Wohlatz avoids grand pronouncements on the migrant experience, preferring an observational patience punctuated by moments of gentle absurdity. This refusal to sentimentalize or dramatize is its greatest strength.
The story offers no neat resolutions.
There is no sense of arrival because arrival is not the goal; the suspension is the story. This lack of closure is the most honest statement the film could make about lives defined by uncertainty.Identity, it suggests, is not a fixed point of origin but a fluid process of reconfiguration, shaped by foreign sounds and unfamiliar smells.
The film offers a new template for stories about globalization, one that is less about the politics of borders and more about the existential state of being borderless.
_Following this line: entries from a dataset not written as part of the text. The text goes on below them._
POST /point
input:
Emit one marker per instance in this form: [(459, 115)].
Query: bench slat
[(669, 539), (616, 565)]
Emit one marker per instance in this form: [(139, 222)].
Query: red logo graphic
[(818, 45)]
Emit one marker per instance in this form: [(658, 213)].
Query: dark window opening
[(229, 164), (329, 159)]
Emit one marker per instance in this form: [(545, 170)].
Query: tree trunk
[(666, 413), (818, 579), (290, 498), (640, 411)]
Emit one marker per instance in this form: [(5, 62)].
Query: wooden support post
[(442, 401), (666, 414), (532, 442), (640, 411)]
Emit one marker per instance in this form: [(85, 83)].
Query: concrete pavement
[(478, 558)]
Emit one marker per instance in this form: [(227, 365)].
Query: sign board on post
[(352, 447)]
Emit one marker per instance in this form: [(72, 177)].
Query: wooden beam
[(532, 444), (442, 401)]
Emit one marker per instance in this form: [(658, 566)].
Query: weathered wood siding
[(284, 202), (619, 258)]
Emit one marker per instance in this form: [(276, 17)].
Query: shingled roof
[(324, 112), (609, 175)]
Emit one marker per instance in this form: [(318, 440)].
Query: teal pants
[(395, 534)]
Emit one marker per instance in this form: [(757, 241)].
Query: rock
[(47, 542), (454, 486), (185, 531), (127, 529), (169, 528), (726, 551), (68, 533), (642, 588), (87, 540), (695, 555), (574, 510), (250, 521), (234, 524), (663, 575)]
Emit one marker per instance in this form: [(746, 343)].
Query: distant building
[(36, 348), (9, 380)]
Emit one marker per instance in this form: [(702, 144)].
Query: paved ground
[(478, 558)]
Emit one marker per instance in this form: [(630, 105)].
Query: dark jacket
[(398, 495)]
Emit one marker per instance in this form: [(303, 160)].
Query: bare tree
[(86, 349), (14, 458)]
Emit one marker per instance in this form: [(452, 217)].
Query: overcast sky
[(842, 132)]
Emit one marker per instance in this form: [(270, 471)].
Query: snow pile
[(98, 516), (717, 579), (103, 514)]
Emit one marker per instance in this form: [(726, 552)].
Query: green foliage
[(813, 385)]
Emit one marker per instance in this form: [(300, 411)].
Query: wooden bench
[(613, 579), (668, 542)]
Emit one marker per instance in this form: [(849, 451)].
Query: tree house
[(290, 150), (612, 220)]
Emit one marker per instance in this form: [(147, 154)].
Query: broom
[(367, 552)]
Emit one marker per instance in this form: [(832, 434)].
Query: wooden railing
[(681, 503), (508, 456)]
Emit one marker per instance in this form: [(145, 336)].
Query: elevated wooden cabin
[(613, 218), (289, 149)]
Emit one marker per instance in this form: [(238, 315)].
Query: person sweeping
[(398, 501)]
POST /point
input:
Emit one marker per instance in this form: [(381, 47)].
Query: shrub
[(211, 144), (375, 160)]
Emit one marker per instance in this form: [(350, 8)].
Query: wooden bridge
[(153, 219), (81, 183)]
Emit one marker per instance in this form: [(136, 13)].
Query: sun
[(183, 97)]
It presents a world where home is no longer a place on a map but a fleeting sense of balance in a life lived permanently off-kilter.
Sleep with Your Eyes Open is a comedy drama film that follows a young woman from Taiwan named Kai, who travels to Brazil after a breakup. There, her story intertwines with a Chinese migrant who runs an umbrella store, and other Chinese workers living in a high-rise building. The movie premiered at the Berlinale in 2024 and had a theatrical release in New York on September 5, 2025. It is not currently available for streaming.
Full Credits
Director: Nele Wohlatz
Writers: Nele Wohlatz, Pío Longo
Producers and Executive Producers: Emilie Lesclaux, Kleber Mendonça Filho, Justine O., Roger Huang, Violeta Bava, Rosa Martínez Rivero, Meike Martens, Nele Wohlatz, Dora Amorim, Maurício Macedo
Cast: Chen Xiao Xin, Wang Shin-hong, Liao Kai Ro, Nahuel Pérez Biscayart, Lu Yang Zong
Director of Photography (Cinematographer): Roman Kasseroller
Editors: Yann-shan Tsai, Ana Godoy
The Review
Sleep With Your Eyes Open
Sleep with Your Eyes Open is a quiet, patient film that forgoes traditional narrative to capture the sensory and psychological texture of displacement. Its meandering structure and focus on small, corporeal details create a profound sense of modern rootlessness. While its deliberate pace may challenge some viewers, it is a thoughtful, demanding piece of ‘suspended cinema’ that lingers long after the credits.
PROS
- An intelligent and unconventional narrative structure that reflects the film's themes.
- A profound and subtle exploration of displacement, identity, and belonging.
- Excellent use of sensory details and sound design to create a palpable atmosphere of alienation.
- A patient, observational tone that avoids melodrama and respects its characters.
CONS
- The deliberately slow pace and lack of a conventional plot may not appeal to all viewers.
- Its emotionally reserved approach might leave some feeling distant from the characters.
- The fractured storyline can at times feel aimless if one is not fully engaged.